Frank: The Canadian healthcare system has both positives and negatives. The fact is that the government controls everything that goes into a hospital, and we spend an awful lot of money on health care. On one hand, this is an opportunity to stimulate economic growth and leverage Canadian engineering talent, since the government can use companies like Baylis Medical as suppliers for our hospitals.
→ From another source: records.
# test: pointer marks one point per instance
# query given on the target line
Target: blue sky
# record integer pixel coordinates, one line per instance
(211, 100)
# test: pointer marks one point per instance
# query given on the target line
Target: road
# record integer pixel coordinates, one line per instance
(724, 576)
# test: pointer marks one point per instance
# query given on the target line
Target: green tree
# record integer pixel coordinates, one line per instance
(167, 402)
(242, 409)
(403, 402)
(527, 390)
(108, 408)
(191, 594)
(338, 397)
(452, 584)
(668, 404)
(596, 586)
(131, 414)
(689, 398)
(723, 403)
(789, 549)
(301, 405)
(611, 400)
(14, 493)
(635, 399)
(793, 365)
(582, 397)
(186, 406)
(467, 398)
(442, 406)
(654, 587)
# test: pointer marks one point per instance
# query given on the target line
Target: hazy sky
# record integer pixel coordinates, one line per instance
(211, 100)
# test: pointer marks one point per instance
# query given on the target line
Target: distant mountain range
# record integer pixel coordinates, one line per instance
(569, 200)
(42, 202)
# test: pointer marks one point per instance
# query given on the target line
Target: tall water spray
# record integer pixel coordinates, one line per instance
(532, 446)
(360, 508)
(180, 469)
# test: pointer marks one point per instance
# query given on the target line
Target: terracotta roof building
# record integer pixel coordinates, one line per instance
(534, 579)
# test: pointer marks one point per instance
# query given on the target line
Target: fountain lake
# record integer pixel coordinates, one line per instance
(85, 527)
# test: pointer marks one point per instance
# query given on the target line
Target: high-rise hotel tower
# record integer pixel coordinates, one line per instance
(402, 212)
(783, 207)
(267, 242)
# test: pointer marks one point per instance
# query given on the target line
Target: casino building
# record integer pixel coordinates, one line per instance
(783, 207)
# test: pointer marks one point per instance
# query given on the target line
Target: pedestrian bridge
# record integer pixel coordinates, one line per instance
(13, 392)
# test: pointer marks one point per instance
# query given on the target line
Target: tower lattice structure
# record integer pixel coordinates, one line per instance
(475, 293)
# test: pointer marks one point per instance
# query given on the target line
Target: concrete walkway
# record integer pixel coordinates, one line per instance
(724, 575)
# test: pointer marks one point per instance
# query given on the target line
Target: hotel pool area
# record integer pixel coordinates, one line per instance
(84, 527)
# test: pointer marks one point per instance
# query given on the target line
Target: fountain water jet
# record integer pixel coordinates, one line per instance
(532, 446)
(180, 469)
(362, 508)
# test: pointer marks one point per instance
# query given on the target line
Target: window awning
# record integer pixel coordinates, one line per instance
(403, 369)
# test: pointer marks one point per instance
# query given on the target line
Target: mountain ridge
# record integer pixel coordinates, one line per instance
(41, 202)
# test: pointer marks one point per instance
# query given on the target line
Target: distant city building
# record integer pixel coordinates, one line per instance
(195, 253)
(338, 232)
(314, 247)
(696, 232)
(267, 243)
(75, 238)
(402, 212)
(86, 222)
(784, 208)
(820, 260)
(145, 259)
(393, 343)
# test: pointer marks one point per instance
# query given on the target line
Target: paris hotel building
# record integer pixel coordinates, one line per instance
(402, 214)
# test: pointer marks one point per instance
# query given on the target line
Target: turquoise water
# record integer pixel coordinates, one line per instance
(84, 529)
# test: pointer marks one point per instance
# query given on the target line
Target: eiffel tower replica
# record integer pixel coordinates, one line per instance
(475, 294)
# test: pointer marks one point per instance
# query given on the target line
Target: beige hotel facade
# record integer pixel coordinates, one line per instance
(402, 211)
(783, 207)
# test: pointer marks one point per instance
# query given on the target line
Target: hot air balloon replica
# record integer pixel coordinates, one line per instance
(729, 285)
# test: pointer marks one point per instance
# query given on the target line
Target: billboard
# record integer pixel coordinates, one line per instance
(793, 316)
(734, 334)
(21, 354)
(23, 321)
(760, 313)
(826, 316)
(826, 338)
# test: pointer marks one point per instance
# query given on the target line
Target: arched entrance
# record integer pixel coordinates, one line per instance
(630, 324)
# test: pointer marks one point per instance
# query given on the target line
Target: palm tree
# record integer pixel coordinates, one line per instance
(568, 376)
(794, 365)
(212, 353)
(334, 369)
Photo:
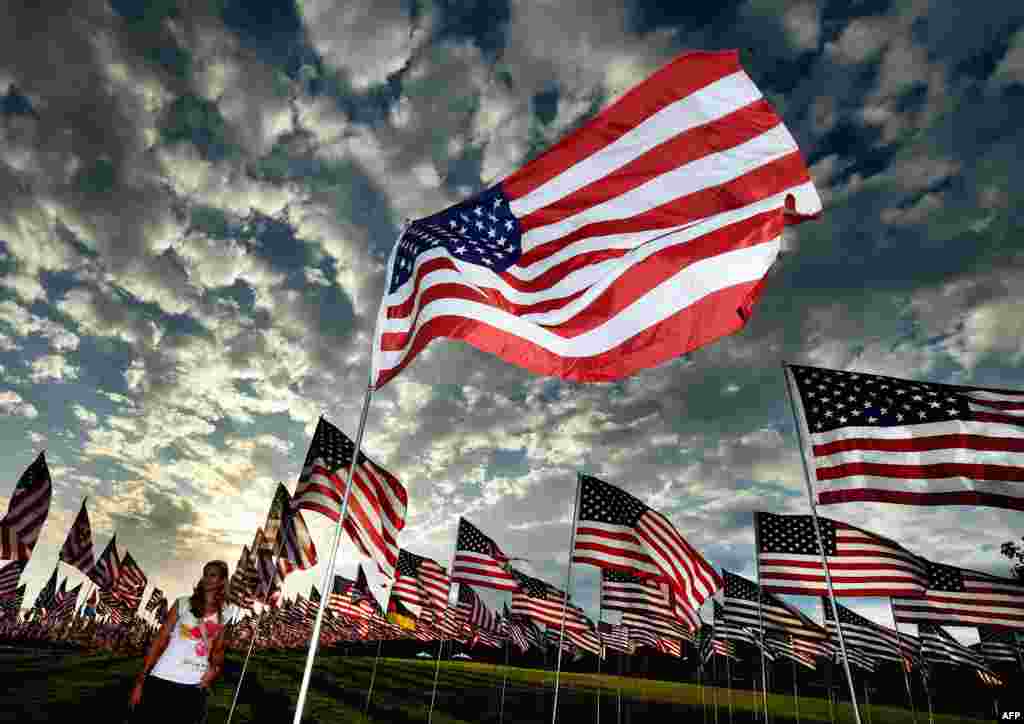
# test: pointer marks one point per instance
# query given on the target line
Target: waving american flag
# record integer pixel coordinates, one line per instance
(641, 236)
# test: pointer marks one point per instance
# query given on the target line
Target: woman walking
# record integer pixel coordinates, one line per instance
(186, 656)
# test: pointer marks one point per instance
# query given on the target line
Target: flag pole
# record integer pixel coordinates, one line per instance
(373, 677)
(597, 719)
(565, 603)
(505, 676)
(728, 684)
(796, 693)
(440, 646)
(329, 568)
(266, 597)
(787, 374)
(903, 662)
(761, 615)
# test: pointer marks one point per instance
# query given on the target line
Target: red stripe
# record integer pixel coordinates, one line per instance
(919, 444)
(925, 472)
(865, 495)
(729, 131)
(709, 318)
(764, 181)
(679, 79)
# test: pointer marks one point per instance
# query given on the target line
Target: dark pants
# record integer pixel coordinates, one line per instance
(168, 701)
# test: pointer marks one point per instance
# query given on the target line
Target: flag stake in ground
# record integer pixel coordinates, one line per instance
(329, 567)
(903, 666)
(440, 646)
(565, 602)
(798, 422)
(252, 639)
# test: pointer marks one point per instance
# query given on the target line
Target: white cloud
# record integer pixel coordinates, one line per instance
(12, 403)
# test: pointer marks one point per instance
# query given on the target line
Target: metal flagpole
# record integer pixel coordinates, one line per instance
(928, 692)
(565, 604)
(437, 667)
(906, 676)
(867, 701)
(269, 589)
(714, 688)
(796, 693)
(505, 676)
(728, 683)
(597, 719)
(329, 567)
(798, 422)
(761, 616)
(373, 677)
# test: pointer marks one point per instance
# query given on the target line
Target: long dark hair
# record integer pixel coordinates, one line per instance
(197, 603)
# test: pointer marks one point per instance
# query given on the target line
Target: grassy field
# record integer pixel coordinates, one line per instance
(47, 686)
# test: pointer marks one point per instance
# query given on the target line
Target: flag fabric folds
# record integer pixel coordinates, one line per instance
(104, 573)
(962, 597)
(10, 573)
(1000, 645)
(544, 603)
(616, 530)
(421, 582)
(641, 598)
(77, 550)
(886, 439)
(474, 611)
(938, 646)
(130, 584)
(376, 506)
(739, 605)
(479, 561)
(636, 239)
(861, 563)
(27, 511)
(872, 639)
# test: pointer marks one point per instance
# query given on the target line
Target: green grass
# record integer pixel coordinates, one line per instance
(44, 687)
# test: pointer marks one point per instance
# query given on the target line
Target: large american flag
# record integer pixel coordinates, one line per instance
(617, 530)
(886, 439)
(27, 511)
(474, 611)
(421, 582)
(636, 239)
(77, 550)
(376, 506)
(739, 606)
(861, 563)
(479, 561)
(962, 597)
(937, 646)
(10, 573)
(544, 603)
(873, 639)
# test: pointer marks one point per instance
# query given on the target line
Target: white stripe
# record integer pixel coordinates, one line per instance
(930, 457)
(700, 174)
(918, 485)
(682, 290)
(705, 105)
(994, 430)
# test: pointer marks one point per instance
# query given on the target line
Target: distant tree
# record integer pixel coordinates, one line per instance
(1015, 552)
On the other hand, the government is the only buyer; if they are not interested, Canadian-based companies may be forced to find their first buyer in the US or in Europe where there are both public and private buyers.
In general, as a country, we should play to the system’s strengths by encouraging healthcare systems and industry to work hand-in-hand to ensure that more gets done within our borders.
BioTEC: What advice would you give to university students who are considering a career in the medical device space?
Frank: I think it’s a wonderful field, and I’ve enjoyed my work in it over the years. There is a unique opportunity to impact people’s lives, and that’s extremely rewarding. The rate at which the field is growing also makes it a great place to be. Think about the rate of change in technology for cell phones and computers – the same thing has happened for medical devices such as pacemakers and is continuing to happen for many medical technologies.
A great way to identify what you want to do is to try many different things and explore various industries throughout your career. Start by building experience, just as my mother told me, and do your best to learn as much as possible. It is as important to learn what you don’t enjoy as much as what you do. Co-op programs at the University of Waterloo and other schools are a great way to do this.
BioTEC: What advice would you give to someone who is considering a career pivot or career change?
Frank: When you’re younger, it is easier to pivot in your career than if you are married, have children, a house, and a mortgage. People tend to make big pivots either before they settle into a lot of expenses or after they’ve paid them off. My first pivot was leaving Laborie Medical where I had a great salary and a stable job to chase my dream of building Baylis Medical. My second pivot was after I hit 50. My children had been taken care of and my career was going well, so I was able to take a chance and run for political office.
It’s easy for people to say you can do anything you want, but you need to be cognizant of the fact that at some point in your life you’ll have a lot more than just your career going on.